SIN(; amp, freq, offset=0, phi=0, cycle=Inf)

Returns a signal defined by amp*sinpi((2*freq*x + phi)+offset). If cycle is not Inf, the signal clipped to the interval 0 .. cycle/freq.

Examples

julia> s = SIN(amp=3, freq=2, offset=1);

julia> s(1/2 * 1/4)
4.0

See also PWC, PWL, PWQuadratic, PWCubic, ContinuousFunction, Series, impulse, domain.

Series(xs, ys)
Series(xs, signal)

Returns a discrete point-wise signal with no interpolation. The first form takes a vector of x- and corresponding y-values. The second form the y-values come from sampling a signal signal at the x-values, xs.

Examples

julia> s = Series(0:3, [0,1,1,0]);

julia> s2 = Series([0, 3], s); # sample s2

julia> s3 = Series(-360:360, cosd);

See also PWL, PWC, PWQuadratic, PWCubic, PWAkima, ContinuousFunction, domain.

_ylim(object, extra_points)

Return the y-axis limits for the object (such as a signal or measurement). This is similar to extrema but skips NaN values.

autocorrelation(signal)

Computes the autocorrelation of a signal.

Examples

julia> t = 0:0.005:1;

julia> freq = 1;

julia> y = @. sin(2pi*freq*t);

julia> s = PWL(t, y);

julia> autocorr = autocorrelation(s);

julia> ym = ymax(autocorr);

julia> isapprox(ym.x, 0, atol=1e-10)
true

julia> ≈(ym, 0.5, atol=1e-4)
true

S, P, B = balance(A[, perm=true])

Compute a similarity transform T = S*P resulting in B = T\A*T such that the row and column norms of B are approximately equivalent. If perm=false, the transformation will only scale A using diagonal S, and not permute A (i.e., set P=I).
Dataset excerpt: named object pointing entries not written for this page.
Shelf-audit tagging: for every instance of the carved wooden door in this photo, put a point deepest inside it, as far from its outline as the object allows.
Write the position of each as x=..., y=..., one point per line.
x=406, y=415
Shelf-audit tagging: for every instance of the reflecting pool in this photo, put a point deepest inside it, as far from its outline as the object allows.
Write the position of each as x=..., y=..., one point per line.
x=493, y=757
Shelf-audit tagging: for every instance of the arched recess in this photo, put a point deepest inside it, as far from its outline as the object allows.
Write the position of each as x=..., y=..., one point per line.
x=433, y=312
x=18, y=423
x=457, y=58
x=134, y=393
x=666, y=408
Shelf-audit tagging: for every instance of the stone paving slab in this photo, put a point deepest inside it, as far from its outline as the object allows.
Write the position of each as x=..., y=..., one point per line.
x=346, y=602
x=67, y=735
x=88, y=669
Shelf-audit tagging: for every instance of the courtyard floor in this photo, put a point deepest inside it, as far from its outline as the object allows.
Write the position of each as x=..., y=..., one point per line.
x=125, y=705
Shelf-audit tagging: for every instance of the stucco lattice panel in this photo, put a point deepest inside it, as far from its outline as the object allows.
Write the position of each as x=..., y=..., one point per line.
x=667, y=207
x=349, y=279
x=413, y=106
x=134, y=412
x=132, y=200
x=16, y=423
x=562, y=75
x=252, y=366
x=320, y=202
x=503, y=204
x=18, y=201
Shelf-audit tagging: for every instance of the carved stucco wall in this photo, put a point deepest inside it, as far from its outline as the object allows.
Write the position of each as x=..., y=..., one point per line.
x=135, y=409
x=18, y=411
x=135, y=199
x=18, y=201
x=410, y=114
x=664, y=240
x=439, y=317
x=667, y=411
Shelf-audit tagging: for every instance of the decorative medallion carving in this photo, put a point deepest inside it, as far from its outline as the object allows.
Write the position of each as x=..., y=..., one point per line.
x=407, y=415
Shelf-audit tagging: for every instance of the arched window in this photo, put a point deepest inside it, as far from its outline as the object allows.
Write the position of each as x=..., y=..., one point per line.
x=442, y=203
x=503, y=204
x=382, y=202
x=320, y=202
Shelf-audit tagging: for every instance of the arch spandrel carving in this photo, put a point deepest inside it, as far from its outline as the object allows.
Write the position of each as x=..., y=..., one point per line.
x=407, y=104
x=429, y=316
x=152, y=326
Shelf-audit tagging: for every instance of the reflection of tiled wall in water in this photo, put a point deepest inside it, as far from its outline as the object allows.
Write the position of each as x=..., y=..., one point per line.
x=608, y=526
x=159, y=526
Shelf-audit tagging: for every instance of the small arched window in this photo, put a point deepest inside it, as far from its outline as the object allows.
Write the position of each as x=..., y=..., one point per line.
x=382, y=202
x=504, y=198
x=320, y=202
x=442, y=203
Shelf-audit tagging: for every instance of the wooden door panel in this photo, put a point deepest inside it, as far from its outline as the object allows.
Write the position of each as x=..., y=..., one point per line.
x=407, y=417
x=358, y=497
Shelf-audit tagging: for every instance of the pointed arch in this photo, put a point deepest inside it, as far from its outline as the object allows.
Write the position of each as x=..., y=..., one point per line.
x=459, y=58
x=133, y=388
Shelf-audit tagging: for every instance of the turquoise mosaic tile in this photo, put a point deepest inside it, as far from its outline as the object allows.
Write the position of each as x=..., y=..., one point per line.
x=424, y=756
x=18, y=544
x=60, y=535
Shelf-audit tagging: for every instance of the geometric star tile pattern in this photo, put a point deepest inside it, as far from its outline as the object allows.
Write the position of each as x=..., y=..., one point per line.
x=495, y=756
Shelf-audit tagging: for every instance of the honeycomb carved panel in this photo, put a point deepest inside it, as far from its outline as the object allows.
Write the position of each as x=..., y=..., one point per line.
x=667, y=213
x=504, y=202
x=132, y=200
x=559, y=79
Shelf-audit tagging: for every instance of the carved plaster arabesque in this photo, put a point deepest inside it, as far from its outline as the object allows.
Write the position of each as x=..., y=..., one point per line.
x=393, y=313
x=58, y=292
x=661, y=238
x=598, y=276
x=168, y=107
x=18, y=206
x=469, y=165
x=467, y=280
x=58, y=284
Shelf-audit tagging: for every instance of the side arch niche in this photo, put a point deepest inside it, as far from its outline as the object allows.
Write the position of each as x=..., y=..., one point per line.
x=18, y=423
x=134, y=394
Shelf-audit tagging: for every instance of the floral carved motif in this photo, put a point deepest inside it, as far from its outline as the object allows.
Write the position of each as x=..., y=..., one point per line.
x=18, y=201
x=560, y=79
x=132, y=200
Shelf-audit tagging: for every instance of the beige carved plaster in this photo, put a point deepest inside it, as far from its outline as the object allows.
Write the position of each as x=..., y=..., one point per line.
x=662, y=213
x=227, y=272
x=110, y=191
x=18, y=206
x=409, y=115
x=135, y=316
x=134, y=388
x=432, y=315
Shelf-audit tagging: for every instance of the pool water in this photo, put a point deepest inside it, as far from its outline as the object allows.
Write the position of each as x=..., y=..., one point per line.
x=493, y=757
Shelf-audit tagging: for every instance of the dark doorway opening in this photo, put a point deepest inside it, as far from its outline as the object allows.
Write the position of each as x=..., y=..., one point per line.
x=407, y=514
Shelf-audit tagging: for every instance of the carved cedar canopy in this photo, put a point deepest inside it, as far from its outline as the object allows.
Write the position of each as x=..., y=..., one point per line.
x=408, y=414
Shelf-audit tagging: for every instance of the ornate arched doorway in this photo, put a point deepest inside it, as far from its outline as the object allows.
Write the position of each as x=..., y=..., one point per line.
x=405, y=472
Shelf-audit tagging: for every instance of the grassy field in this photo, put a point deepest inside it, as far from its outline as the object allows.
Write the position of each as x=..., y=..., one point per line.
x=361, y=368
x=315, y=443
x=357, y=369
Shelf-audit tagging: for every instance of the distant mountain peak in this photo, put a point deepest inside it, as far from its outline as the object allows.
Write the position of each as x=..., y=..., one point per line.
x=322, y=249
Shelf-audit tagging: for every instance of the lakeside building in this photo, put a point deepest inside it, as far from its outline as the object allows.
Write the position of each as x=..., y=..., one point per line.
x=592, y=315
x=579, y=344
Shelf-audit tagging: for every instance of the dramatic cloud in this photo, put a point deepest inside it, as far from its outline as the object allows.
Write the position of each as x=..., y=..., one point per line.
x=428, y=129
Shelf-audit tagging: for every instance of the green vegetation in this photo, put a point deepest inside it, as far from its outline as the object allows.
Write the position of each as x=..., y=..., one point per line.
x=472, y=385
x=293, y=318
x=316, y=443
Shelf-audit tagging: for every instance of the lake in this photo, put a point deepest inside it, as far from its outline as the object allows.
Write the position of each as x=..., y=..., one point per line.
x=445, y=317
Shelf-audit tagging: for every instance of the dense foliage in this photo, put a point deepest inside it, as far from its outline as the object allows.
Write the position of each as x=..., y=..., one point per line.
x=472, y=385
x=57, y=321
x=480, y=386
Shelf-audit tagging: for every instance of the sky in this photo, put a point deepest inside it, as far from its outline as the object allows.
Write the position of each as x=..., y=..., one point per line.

A, B, C, T = balance_statespace{S}(A::Matrix{S}, B::Matrix{S}, C::Matrix{S}, perm::Bool=false)sys, T = balance_statespace(sys::StateSpace, perm::Bool=false) Computes a balancing transformation T that attempts to scale the system so that the row and column norms of [TA/T TB; C/T 0] are approximately equal. If perm=true, the states in A are allowed to be reordered. This is not the same as finding a balanced realization with equal and diagonal observability and reachability gramians, see balreal

T = balance_transform{R}(A::AbstractArray, B::AbstractArray, C::AbstractArray, perm::Bool=false)T = balance_transform(sys::StateSpace, perm::Bool=false) = balance_transform(A,B,C,perm) Computes a balancing transformation T that attempts to scale the system so that the row and column norms of [TA/T TB; C/T 0] are approximately equal. If perm=true, the states in A are allowed to be reordered. This is not the same as finding a balanced realization with equal and diagonal observability and reachability gramians, see balreal See also balance_statespace, balance

bandwidth(signal, yth; band=:lowpass, name=band, options...)
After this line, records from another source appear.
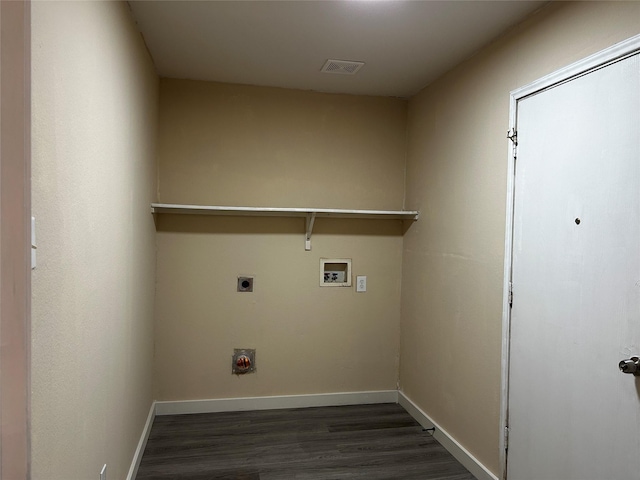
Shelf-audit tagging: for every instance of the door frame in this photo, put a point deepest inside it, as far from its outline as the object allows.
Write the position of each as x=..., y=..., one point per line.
x=582, y=67
x=15, y=238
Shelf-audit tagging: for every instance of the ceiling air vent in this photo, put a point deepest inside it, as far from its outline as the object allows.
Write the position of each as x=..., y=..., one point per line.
x=343, y=67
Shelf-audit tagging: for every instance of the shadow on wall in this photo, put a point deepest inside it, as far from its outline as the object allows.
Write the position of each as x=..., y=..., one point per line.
x=275, y=225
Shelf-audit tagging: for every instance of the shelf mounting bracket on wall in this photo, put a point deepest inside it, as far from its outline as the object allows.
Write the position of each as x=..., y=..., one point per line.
x=311, y=218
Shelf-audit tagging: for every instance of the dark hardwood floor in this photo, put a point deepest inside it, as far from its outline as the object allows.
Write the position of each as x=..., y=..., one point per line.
x=352, y=442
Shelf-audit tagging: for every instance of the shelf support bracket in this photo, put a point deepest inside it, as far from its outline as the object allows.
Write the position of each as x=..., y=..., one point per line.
x=311, y=218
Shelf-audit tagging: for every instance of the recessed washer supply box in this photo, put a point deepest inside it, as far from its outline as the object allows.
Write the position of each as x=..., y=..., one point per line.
x=335, y=272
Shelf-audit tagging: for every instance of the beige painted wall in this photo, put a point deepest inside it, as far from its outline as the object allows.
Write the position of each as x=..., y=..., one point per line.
x=94, y=133
x=456, y=176
x=238, y=145
x=223, y=144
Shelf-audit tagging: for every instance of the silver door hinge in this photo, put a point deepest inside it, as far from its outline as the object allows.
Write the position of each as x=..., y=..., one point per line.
x=513, y=136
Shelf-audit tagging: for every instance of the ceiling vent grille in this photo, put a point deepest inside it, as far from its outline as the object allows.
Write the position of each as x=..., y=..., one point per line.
x=342, y=67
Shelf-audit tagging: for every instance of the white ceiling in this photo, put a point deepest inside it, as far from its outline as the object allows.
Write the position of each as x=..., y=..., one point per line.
x=405, y=44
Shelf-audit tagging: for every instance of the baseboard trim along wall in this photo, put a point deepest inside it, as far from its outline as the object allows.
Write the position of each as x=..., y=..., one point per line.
x=470, y=462
x=137, y=457
x=180, y=407
x=272, y=403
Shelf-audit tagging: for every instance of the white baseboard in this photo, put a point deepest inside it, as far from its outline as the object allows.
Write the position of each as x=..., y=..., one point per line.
x=273, y=403
x=137, y=456
x=470, y=462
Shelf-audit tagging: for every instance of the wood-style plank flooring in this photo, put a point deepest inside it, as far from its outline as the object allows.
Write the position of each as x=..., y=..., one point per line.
x=370, y=442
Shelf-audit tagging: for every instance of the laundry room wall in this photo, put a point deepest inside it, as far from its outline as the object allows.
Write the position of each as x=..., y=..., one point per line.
x=453, y=258
x=235, y=145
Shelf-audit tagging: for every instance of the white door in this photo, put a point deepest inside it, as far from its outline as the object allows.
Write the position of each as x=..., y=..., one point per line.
x=572, y=414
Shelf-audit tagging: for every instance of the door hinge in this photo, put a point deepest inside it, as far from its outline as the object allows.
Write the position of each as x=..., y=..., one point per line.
x=513, y=136
x=506, y=438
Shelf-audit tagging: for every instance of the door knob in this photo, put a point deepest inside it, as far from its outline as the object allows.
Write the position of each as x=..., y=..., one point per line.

Returns the bandwidth of a frequency-domain signal. The yth will be automatically converted to rising or falling depending on the filter band type. The yth is threshold in same units as signal, not a drop from the maximum.

The following types of band filter responses are supported:

• :lowpass: a lowpass filter with exactly one falling edge (Default)
• :highpass: a highpass filter with exactly one rising edge
• :bandpass: a bandpass filter with exactly one rising edge followed by exactly one falling edge
• :bandreject: a notch filter with exactly one falling edge followed by exactly one rising edge

An error is thrown if the number of crossings is unexpected.

Examples

To get 3dB bandwidth use:

# if `signal` is in dB:
bandwidth(signal, ymax(signal) - 3, band=:lowpass)

# if `signal` is in linear units:
bandwidth(signal, ymax(signal)/2, band=:lowpass)

basedomain(signal)

Returns the base domain of a signal.

bitpattern(digital_input; tbit, trise, tfall=trise, tdelay=0, lo=0, hi)

Returns a PWL signal representing a bit pattern of digital_input vector of bools.

Arguments:

• digital_input: vector of bools repersenting the sequence of bits
• tbit: time between bits/pulses
• trise: rise time of a pulse
• tfall: fall time of a pulse (default is trise)
• tdelay: delay before the first bit
• lo: value of the low state (default is 0)
• hi: value of the high state

Examples

const n = 1e-9
s = bitpattern([false,true,false,true,true], tbit=10n, trise=1n, tfall=3n, tdelay=1n, lo=0, hi=1.2)

clip(signal, from..to)
clip(signal)

Return a signal that is a window onto the original signal between the from and to x-axis points. This function is very fast as no copies are made of the original signal. Successive clips can be used as a sliding window as long as the limits stay within the domain of the original signal. To unclip a signal back to the full domain use clip(signal) without any bounds.

Examples

julia> pwl = PWL(0.0:3, [0.0, 1, -1, 0]);

julia> s1 = clip(pwl, 0.2 .. 2.5);

julia> s1(0.2)
0.2

julia> s1(2.5)
-0.5

julia> s1(2.8)
ERROR: DomainError with 2.8:
not in its clipped interval of [0.2 .. 2.5]

julia> series = Series(-10:10, sin);

julia> s2 = clip(series, -5 .. 5);

julia> s2(0)
0.0

julia> s2(8)
ERROR: DomainError with 8:
not in its clipped discrete interval of [-5.0 .. 5.0]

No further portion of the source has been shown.